To bring this point home, let me say that this is as bad of a straw man as saying, “Mises thought that people act purposefully, that is, people act rationally, but this is false because people do not act rationally. It is irrational if you think dancing around a bonfire is going produce rain.” Obviously, yes in a scientific sense, it is irrational but Mises’ ‘rationality’ dealt with people doing means to attain some end. But this example is a bit different than the O’Neill/Radical Subjectivist problem because while it is legitimate to have a definition of rationality based on the scientific sense and the Misesian sense, O’Neill completely changes the definition of radical to mean ‘something new,’ which this is the first time, and probably only time, I will ever see ‘radical’ defined in such a way.
Im not really sure here what exactly he is criticizing here.

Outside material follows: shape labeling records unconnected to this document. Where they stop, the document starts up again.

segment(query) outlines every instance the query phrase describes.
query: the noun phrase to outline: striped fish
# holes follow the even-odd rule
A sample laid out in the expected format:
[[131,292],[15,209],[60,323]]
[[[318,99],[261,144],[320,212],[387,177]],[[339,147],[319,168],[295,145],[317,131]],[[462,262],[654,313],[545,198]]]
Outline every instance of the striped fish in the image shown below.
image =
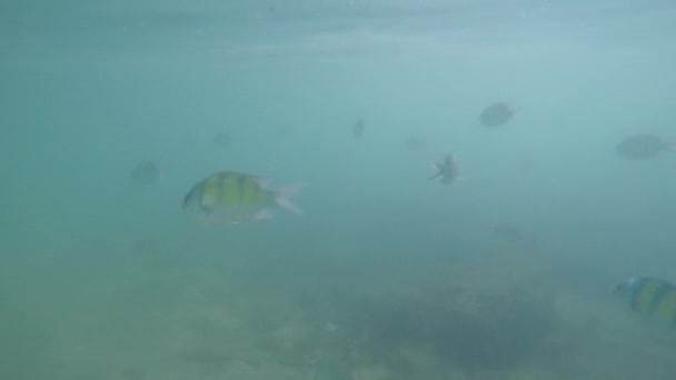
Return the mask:
[[615,287],[637,313],[676,326],[676,286],[649,278],[633,277]]
[[301,213],[289,200],[298,191],[300,187],[268,189],[264,178],[222,171],[195,184],[183,198],[182,208],[209,224],[236,224],[270,219],[271,208]]

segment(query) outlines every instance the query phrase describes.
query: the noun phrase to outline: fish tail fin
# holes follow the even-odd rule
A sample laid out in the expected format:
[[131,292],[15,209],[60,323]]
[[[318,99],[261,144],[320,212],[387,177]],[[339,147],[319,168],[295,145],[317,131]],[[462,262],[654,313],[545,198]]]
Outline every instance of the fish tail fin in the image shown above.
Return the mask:
[[291,211],[294,213],[302,213],[302,210],[298,206],[294,204],[294,202],[291,202],[291,197],[299,193],[302,188],[302,184],[296,184],[276,189],[275,203],[279,208],[285,209],[287,211]]
[[438,163],[430,162],[429,166],[431,168],[431,174],[429,174],[429,177],[427,177],[428,181],[431,181],[434,179],[441,177],[441,167],[439,167]]

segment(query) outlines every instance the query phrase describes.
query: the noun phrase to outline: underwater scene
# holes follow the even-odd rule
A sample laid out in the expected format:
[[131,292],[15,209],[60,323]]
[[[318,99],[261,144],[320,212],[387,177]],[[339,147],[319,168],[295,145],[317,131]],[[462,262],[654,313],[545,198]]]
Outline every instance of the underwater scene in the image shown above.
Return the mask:
[[0,379],[676,378],[674,20],[3,1]]

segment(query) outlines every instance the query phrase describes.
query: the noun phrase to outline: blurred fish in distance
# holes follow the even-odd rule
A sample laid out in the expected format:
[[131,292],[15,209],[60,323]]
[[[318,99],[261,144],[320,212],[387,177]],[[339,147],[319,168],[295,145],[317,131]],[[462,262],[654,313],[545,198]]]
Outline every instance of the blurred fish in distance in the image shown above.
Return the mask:
[[431,163],[433,173],[427,179],[428,181],[438,179],[443,184],[453,184],[459,176],[458,164],[455,156],[447,154],[439,162]]
[[638,314],[676,327],[676,286],[673,283],[650,277],[632,277],[616,286],[614,292]]

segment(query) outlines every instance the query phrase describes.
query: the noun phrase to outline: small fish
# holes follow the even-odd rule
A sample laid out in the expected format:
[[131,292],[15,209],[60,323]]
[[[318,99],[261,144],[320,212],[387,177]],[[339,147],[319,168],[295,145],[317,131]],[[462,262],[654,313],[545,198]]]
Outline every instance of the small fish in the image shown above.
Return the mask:
[[675,151],[676,147],[657,136],[642,133],[624,139],[617,144],[617,153],[626,159],[640,160],[656,157],[663,151]]
[[199,181],[183,198],[182,208],[208,224],[237,224],[271,219],[268,209],[302,211],[289,200],[300,187],[268,189],[261,177],[222,171]]
[[160,180],[163,176],[160,169],[152,161],[141,161],[133,167],[129,174],[135,182],[150,184]]
[[637,313],[676,326],[676,286],[673,283],[649,277],[633,277],[616,286],[614,292],[622,296]]
[[479,122],[484,127],[498,127],[507,123],[514,116],[514,109],[507,103],[494,103],[479,114]]
[[454,154],[447,154],[444,160],[431,163],[433,173],[427,179],[428,181],[439,178],[439,182],[451,184],[458,179],[459,171],[456,158]]
[[357,122],[352,127],[352,136],[355,137],[355,139],[359,139],[361,134],[364,134],[366,124],[364,123],[364,119],[357,120]]

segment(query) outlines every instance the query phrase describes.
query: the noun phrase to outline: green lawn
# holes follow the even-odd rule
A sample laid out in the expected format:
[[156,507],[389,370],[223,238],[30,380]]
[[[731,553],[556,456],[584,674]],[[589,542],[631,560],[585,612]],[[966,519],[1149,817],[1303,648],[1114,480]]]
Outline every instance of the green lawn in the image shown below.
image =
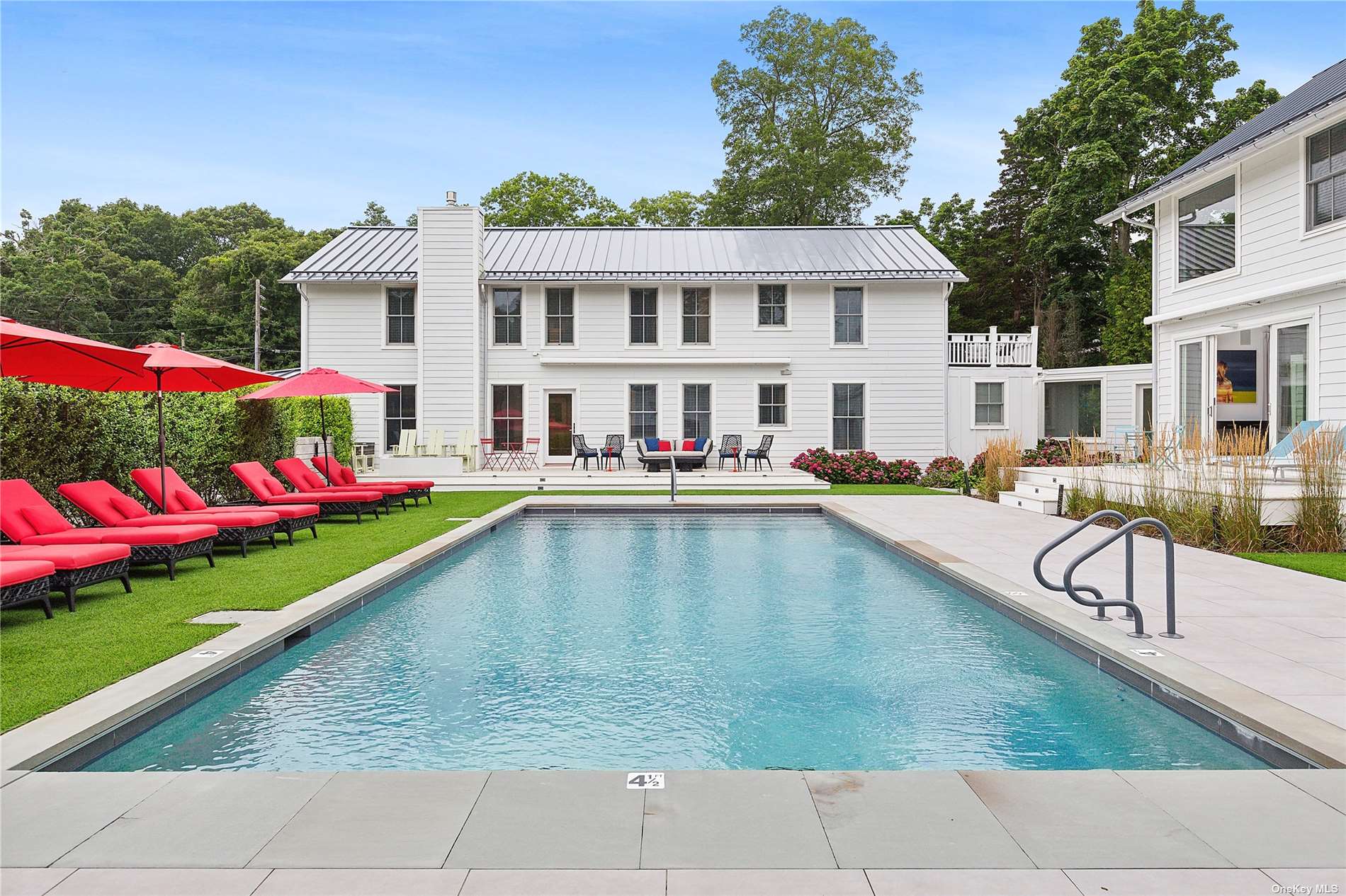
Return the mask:
[[1238,554],[1245,560],[1256,560],[1260,564],[1298,569],[1299,572],[1338,578],[1346,581],[1346,553],[1333,552],[1323,554]]
[[[78,611],[65,609],[52,599],[55,618],[40,609],[7,609],[0,613],[0,731],[8,731],[85,694],[147,669],[188,647],[209,640],[229,626],[201,626],[188,619],[211,609],[277,609],[361,569],[393,557],[459,521],[450,517],[481,517],[520,498],[538,492],[456,491],[436,492],[433,505],[394,510],[378,522],[323,522],[315,541],[307,531],[295,545],[256,546],[248,558],[237,548],[222,548],[215,569],[205,558],[178,566],[170,583],[163,566],[137,566],[127,595],[112,581],[79,592]],[[592,491],[545,492],[595,494]],[[619,491],[603,494],[668,494],[666,491]],[[830,491],[688,491],[693,494],[948,494],[915,486],[836,486]]]

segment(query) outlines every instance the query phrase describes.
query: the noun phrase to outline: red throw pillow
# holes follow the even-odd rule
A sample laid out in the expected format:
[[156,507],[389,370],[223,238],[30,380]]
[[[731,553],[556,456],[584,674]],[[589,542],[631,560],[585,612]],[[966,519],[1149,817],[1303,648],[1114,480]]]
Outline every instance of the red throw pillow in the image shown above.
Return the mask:
[[136,519],[139,517],[149,515],[149,511],[144,509],[144,505],[141,505],[139,500],[128,495],[112,495],[108,498],[108,502],[112,505],[113,510],[116,510],[127,519]]
[[70,521],[57,513],[51,505],[28,505],[20,511],[28,525],[38,530],[39,535],[50,535],[54,531],[69,531],[74,529]]

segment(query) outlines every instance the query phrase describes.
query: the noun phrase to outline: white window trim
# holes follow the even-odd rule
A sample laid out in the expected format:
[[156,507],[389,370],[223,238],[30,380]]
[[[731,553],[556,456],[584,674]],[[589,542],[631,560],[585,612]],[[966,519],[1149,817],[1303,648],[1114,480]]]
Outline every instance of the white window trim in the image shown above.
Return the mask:
[[[711,291],[711,342],[682,342],[682,291],[684,289],[709,289]],[[678,348],[715,348],[715,330],[719,322],[719,315],[715,308],[715,284],[712,283],[680,283],[677,284],[677,292],[674,293],[674,301],[677,303],[677,315],[674,316],[673,326],[677,327],[677,346]],[[681,400],[680,400],[681,401]]]
[[[389,289],[411,289],[412,291],[412,340],[411,342],[388,342],[388,291]],[[384,348],[412,348],[415,350],[420,344],[420,284],[384,284]],[[406,383],[411,385],[411,383]]]
[[1322,225],[1320,227],[1308,226],[1308,139],[1331,129],[1346,121],[1346,114],[1330,118],[1320,128],[1315,129],[1312,133],[1306,133],[1299,139],[1299,238],[1312,239],[1324,233],[1337,233],[1338,230],[1346,229],[1346,218],[1341,221],[1334,221],[1330,225]]
[[649,379],[629,379],[623,390],[626,391],[626,416],[622,418],[622,432],[626,440],[630,443],[635,441],[635,436],[631,435],[631,386],[654,386],[654,437],[660,437],[660,425],[664,420],[664,412],[660,409],[660,401],[664,398],[664,387],[660,381]]
[[[977,386],[981,383],[1000,383],[1000,422],[997,424],[979,424],[977,422]],[[977,378],[972,381],[972,410],[968,421],[972,424],[973,429],[1008,429],[1010,428],[1010,381],[1008,379],[987,379]]]
[[[421,387],[420,387],[420,383],[419,382],[385,382],[385,383],[381,383],[381,385],[389,386],[389,387],[396,386],[398,393],[401,393],[401,387],[402,386],[416,386],[416,416],[413,417],[413,420],[416,421],[415,429],[420,431],[420,420],[421,420],[421,416],[420,416],[420,404],[421,404]],[[374,443],[374,447],[378,448],[378,455],[381,455],[381,456],[386,456],[385,452],[392,451],[392,448],[389,448],[388,445],[384,444],[384,441],[385,441],[385,439],[388,436],[388,420],[389,420],[389,417],[388,417],[388,396],[389,396],[389,393],[386,393],[386,391],[378,394],[378,441]],[[393,420],[405,420],[405,417],[393,417]]]
[[[654,342],[631,342],[631,291],[633,289],[654,289]],[[678,297],[681,297],[678,292]],[[622,301],[626,305],[625,326],[626,326],[626,347],[634,348],[635,351],[642,351],[647,348],[662,348],[664,347],[664,288],[657,283],[626,283],[622,284]],[[678,320],[681,324],[681,320]],[[713,319],[712,319],[713,323]]]
[[[770,330],[770,327],[769,327]],[[785,422],[762,422],[762,386],[785,386]],[[787,379],[759,379],[752,383],[752,429],[755,432],[790,432],[794,429],[794,389]]]
[[[682,293],[678,292],[678,299],[681,300]],[[680,315],[681,316],[681,315]],[[681,320],[678,322],[681,324]],[[682,435],[682,414],[686,413],[686,393],[682,386],[709,386],[711,387],[711,435],[708,439],[715,439],[715,421],[717,414],[715,413],[715,401],[719,396],[719,389],[713,379],[678,379],[677,382],[677,435],[670,441],[682,441],[685,436]]]
[[[835,443],[836,428],[832,425],[836,418],[836,386],[864,386],[864,426],[861,428],[861,448],[837,448]],[[829,379],[828,381],[828,451],[872,451],[870,448],[870,381],[868,379]]]
[[[533,432],[533,428],[529,426],[529,421],[532,420],[532,414],[528,413],[529,394],[528,394],[528,381],[526,379],[491,379],[491,381],[489,381],[486,383],[486,401],[485,401],[485,405],[486,405],[486,425],[487,425],[487,431],[482,432],[482,433],[478,433],[478,437],[479,439],[494,439],[495,437],[495,429],[493,426],[493,414],[494,414],[494,404],[493,404],[494,402],[494,396],[493,396],[493,393],[495,391],[495,386],[522,386],[524,387],[524,398],[522,398],[522,401],[524,401],[524,443],[526,445],[528,444],[528,437]],[[474,448],[481,448],[481,445],[472,445],[472,447]],[[545,445],[542,447],[542,449],[545,449]]]
[[[1221,283],[1224,280],[1229,280],[1230,277],[1237,277],[1238,273],[1242,270],[1242,266],[1244,266],[1244,176],[1242,176],[1242,171],[1244,171],[1244,165],[1242,165],[1242,163],[1238,163],[1237,165],[1234,165],[1233,172],[1230,172],[1226,168],[1226,170],[1221,171],[1219,174],[1217,174],[1214,176],[1203,178],[1202,180],[1190,184],[1187,187],[1187,190],[1183,191],[1182,194],[1174,194],[1172,198],[1170,199],[1170,209],[1171,209],[1171,213],[1172,213],[1172,217],[1174,217],[1174,231],[1172,231],[1172,235],[1170,237],[1170,241],[1172,244],[1172,258],[1174,258],[1174,270],[1172,270],[1172,291],[1174,292],[1182,292],[1184,289],[1191,289],[1194,287],[1203,287],[1203,285],[1211,284],[1211,283]],[[1205,190],[1206,187],[1209,187],[1209,186],[1211,186],[1214,183],[1219,183],[1221,180],[1228,180],[1230,178],[1230,175],[1233,175],[1233,178],[1234,178],[1234,266],[1229,268],[1228,270],[1217,270],[1214,273],[1202,274],[1201,277],[1193,277],[1191,280],[1179,281],[1178,280],[1178,269],[1182,268],[1182,258],[1178,256],[1178,238],[1179,238],[1179,230],[1180,230],[1180,227],[1178,226],[1178,203],[1180,203],[1184,196],[1190,196],[1191,194],[1198,192],[1201,190]]]
[[[546,291],[548,289],[573,289],[575,299],[571,303],[571,320],[575,323],[575,340],[573,342],[546,342]],[[575,283],[546,283],[542,284],[542,295],[538,297],[538,312],[540,320],[542,322],[541,343],[542,351],[575,351],[580,347],[580,287]]]
[[[762,287],[785,287],[785,323],[777,324],[763,324],[762,315],[758,311],[758,303],[760,297],[758,296],[758,289]],[[752,284],[752,328],[766,330],[767,332],[790,332],[794,330],[794,289],[789,280],[762,280]],[[833,331],[835,332],[835,331]]]
[[[495,291],[497,289],[518,289],[518,344],[509,342],[495,342]],[[489,295],[486,296],[487,315],[490,316],[487,334],[490,340],[486,343],[489,351],[520,351],[528,348],[528,285],[526,284],[510,284],[510,283],[494,283],[490,287]]]
[[[860,289],[860,342],[837,342],[837,289]],[[855,283],[833,283],[828,284],[828,305],[830,307],[830,313],[828,315],[828,340],[832,343],[832,348],[868,348],[870,347],[870,287],[867,284]],[[851,382],[839,379],[837,382]],[[865,390],[865,401],[868,401],[870,390]],[[829,398],[830,401],[830,398]],[[868,426],[868,416],[865,417],[865,425]]]

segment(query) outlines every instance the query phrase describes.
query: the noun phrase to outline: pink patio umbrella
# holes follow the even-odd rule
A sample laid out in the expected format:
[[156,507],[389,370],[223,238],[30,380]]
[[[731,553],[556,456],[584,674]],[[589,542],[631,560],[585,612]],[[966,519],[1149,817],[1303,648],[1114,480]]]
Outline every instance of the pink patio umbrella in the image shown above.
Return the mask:
[[[367,391],[397,391],[377,382],[347,377],[330,367],[311,367],[289,379],[281,379],[273,386],[258,389],[254,393],[240,396],[240,401],[253,401],[256,398],[312,398],[318,397],[318,420],[323,429],[323,471],[331,470],[331,457],[327,455],[327,412],[323,409],[323,396],[350,396]],[[334,484],[331,476],[323,472],[328,484]]]

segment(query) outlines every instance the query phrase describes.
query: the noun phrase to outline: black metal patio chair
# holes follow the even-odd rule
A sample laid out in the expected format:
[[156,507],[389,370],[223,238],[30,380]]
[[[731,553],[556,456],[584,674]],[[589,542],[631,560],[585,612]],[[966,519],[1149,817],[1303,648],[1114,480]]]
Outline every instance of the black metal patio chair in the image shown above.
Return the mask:
[[759,444],[756,448],[750,448],[747,452],[744,452],[743,457],[746,460],[751,460],[756,470],[762,470],[762,461],[765,460],[767,468],[771,472],[775,472],[775,467],[771,465],[771,443],[774,440],[775,436],[762,436],[762,444]]
[[598,460],[598,448],[590,448],[588,443],[584,441],[584,436],[572,435],[571,444],[575,445],[575,460],[571,461],[571,470],[575,470],[575,464],[580,460],[584,461],[584,470],[588,470],[591,457]]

He says that our view of subjectivity “…can be stated without reference to the notion of subjectivity at all and in the traditional discussions from Aristotle through the scholastics it was thus stated.” And thus, “[t]he position need not be characterized as ‘subjectivist.'” I am not quite sure this is logically correct. Nor do I completely understand his entrepreneurial story, but since it is implied that it is the same as the Sea Battle Argument, I will talk about the Sea Battle Argument. Aristotle assumes in this argument that everything is predetermined, that is as Aristotle states, “Everything is, or happens of necessity.” And from there, one might be able to get truth value. But Radical Subjectivists do not hold onto the view that the future is predetermined, so I am not quite sure how this connects. While choices today determine future states, these choices differ. Even if we were to assume to know all choices in a given time, the future would still be unknown for the data is bound to change as time changes. What I can say is that we are subjectivists. We hold onto the view the prefernces greatly differ from person to person, that expectations differ from person to person, the way knowledge is interpreted is different, etc etc. And on top of that, we reject to give these things (interpretations of knowledge, expectations, and preferences) objective value, and reject that there can somehow be a way to aggregate these things and apply them into formula. This is what we mean by being subjectivists, I see no connection to these themes in O’Neill’s paper.